Celine Ng-Chan reportedly contracted coronavirus in March after a family trip to Europe and her baby was born on 7 November.
A woman who had COVID-19 when she was pregnant has given birth to a baby who has antibodies against the virus, according to a report.
The Singaporean woman caught the virus in March and the baby was born on 7 November, COVID-free but with antibodies, the Straits Times reported.
The mother, Celine Ng-Chan, told the newspaper: “My doctor suspects I have transferred my COVID-19 antibodies to him during my pregnancy.”
She said she had been told by the paediatrician that her antibodies had gone, but those of her son, who has been named Aldrin, remain.
Mrs Ng-Chan, 31, spent two-and-a-half weeks in hospital with coronavirus, but was described by the newspaper as having been only mildly ill.
Mrs Ng-Chan said that she, her mother, and her daughter had all contracted COVID-19 after returning from a family holiday to Europe in March.
Her husband and father were also on the trip, but they did not get ill.
She told the newspaper: “My pregnancy and birth was smooth sailing, despite being diagnosed with COVID-19 in my first trimester, which is the most unstable stage of the pregnancy.
“I’m very blessed to have Aldrin and he came out very healthy.
“I feel relieved my COVID-19 journey is finally over now.”

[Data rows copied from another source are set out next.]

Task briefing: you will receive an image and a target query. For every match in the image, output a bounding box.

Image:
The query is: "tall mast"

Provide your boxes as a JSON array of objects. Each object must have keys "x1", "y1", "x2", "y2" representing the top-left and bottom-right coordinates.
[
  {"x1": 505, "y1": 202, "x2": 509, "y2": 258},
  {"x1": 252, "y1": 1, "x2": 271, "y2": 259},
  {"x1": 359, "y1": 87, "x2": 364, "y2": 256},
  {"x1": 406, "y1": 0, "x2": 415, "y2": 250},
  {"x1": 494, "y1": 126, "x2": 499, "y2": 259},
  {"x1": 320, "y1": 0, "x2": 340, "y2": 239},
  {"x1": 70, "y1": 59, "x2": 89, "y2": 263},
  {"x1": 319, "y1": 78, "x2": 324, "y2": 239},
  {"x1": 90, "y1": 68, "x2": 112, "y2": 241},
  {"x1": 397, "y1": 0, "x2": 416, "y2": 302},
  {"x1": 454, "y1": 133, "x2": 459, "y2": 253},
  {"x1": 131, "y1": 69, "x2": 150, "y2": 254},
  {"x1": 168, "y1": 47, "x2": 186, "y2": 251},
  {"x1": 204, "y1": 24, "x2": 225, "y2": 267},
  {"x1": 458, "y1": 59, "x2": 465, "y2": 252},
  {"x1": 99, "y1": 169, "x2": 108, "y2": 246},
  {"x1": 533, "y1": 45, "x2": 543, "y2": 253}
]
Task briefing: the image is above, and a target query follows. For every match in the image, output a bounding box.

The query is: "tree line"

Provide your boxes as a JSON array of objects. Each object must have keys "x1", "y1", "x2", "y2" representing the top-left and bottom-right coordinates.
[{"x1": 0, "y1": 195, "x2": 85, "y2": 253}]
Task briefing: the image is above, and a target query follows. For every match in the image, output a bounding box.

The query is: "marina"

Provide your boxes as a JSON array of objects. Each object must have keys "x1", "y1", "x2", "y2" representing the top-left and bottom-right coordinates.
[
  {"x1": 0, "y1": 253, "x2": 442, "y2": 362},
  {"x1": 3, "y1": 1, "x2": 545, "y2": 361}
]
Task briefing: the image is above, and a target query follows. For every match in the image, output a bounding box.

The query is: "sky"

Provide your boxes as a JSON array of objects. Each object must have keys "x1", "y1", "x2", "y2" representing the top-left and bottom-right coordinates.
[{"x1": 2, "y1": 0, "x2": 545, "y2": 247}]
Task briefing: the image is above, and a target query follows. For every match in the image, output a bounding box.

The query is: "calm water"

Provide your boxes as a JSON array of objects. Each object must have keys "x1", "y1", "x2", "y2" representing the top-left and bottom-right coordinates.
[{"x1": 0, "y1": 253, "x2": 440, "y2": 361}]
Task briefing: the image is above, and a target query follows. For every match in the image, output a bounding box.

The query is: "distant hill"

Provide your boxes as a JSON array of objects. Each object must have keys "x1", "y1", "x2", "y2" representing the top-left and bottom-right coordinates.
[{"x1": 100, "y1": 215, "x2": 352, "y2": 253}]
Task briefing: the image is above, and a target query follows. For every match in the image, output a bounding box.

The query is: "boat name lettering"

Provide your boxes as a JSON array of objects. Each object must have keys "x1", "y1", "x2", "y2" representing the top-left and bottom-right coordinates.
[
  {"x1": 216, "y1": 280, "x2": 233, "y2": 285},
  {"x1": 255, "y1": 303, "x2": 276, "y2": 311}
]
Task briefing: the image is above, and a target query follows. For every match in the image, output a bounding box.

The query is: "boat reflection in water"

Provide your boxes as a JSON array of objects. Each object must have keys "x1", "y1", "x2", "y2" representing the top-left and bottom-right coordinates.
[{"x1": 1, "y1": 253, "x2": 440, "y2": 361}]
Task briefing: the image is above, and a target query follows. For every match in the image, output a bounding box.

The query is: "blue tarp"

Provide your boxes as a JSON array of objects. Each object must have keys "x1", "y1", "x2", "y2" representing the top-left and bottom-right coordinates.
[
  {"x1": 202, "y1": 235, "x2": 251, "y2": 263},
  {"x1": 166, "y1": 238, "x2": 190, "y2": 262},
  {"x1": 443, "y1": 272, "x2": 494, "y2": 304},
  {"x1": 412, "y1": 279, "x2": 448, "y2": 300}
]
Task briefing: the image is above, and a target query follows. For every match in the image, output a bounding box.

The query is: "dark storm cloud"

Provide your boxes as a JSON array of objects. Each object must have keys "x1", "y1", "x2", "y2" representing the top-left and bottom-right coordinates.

It is not clear how unusual it is for a pregnant woman with COVID-19 to pass the virus on to her foetus or baby during pregnancy or delivery.
The active virus has not been found in any samples of fluid around the baby in the womb or in breast milk, the World Health Organisation has said.
A spokesman for Singapore’s National University Hospital, where Aldrin was born, told the Straits Times that, without specifying numbers, so far all other mothers and new-borns have tested negative.
In October, an article in the journal Emerging Infectious Diseases said doctors in China had reported the detection and decline over time of COVID-19 antibodies in babies born to women with the virus.